Abstract ( 995 )     PDF (1179KB) ( 814 )  
The fundamental purpose of the financial sector is to serve the real economy. Currently, China's economic development is characterized by a “cold” real economy and a “hot” virtual economy. The financial sector is favored by social elites, while the real sector exhibits a sluggish trend. The mainstream explanation for this disconnect is that human capital has been overallocated to the financial sector, stifling innovation in the real sector and thus leading to a decline in real economic growth. However, given the information asymmetry between creditors and borrowers, increasing human capital in the financial sector also helps eliminate credit contract frictions,and result in credit expansion, which promotes real economic growth. To provide theoretical and practical reference for deepening financial supply-side structural reform and realizing an innovation-driven growth regime, this paper investigates how the allocation of human capital between the financial and real sectors affects real economic growth in China.

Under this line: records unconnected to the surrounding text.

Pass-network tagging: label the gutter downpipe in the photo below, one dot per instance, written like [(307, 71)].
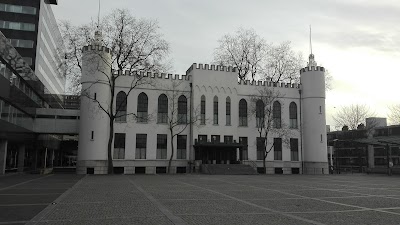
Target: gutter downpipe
[(191, 158), (301, 132)]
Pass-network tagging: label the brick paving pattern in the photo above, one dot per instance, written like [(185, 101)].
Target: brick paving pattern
[(205, 199)]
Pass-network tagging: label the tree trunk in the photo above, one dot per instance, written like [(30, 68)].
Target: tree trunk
[(172, 153), (110, 169), (264, 166)]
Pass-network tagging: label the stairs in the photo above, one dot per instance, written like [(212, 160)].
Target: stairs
[(227, 169), (64, 170)]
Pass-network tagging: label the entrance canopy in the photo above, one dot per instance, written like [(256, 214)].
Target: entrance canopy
[(380, 140)]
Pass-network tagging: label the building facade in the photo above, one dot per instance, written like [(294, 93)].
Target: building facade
[(212, 115), (31, 28)]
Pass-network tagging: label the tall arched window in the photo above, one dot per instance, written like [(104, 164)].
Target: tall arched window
[(215, 110), (120, 107), (293, 115), (260, 114), (228, 111), (162, 116), (182, 110), (276, 113), (203, 110), (242, 112), (142, 107)]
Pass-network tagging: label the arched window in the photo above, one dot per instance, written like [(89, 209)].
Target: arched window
[(215, 110), (242, 112), (293, 115), (182, 110), (276, 113), (143, 103), (260, 114), (203, 110), (162, 116), (228, 111), (120, 107)]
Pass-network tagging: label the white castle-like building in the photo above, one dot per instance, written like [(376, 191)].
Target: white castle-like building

In theory, the financial sector's human capital has ambiguous effects on real economic growth. On the one hand, it hinders real economic growth through the following channels: (i) crowding out labor and capital in the real sector; (ii) transferring profit from the real sector, weakening entrepreneurship, and reducing the intrinsic incentives of productive activities; and (iii) lowering the overall entrepreneurial ability. On the other hand, it promotes real economic growth through the following channels: (i) strengthening the ability of the financial sector to absorb social deposits via financial product innovation and industrial competition; (ii) alleviating the information asymmetry between creditors and borrowers and accurately identifying the ability of firms to repay loans; and (iii) improving the allocation of credit among firms with different financing constraints.
This paper constructs a two-sector growth model consisting of banks and firms to investigate how the financial sector's human capital affects real economic growth. It then tests the model using the 2008 Chinese Economic Census dataset and data from prefecture-level cities from 2003 to 2015. The theoretical analysis shows that there is an inverse U-type relationship between human capital in the financial sector and real economic growth which is driven by capital crowd-in and innovation crowd-out effects. A series of empirical analyses supports the model's predications. In particular, our simple counterfactual calculation suggests that the real economic growth rate will increase by about 0.45% when human capital is efficiently allocated between the financial and real sectors, and the contribution increases as China's economy grows. This paper obtains similar findings using the Chinese Industrial Database over the 2011-2013 period and confirms that the financial sector's human capital increases a firm's access to external financing and reduces capital misallocation among firms.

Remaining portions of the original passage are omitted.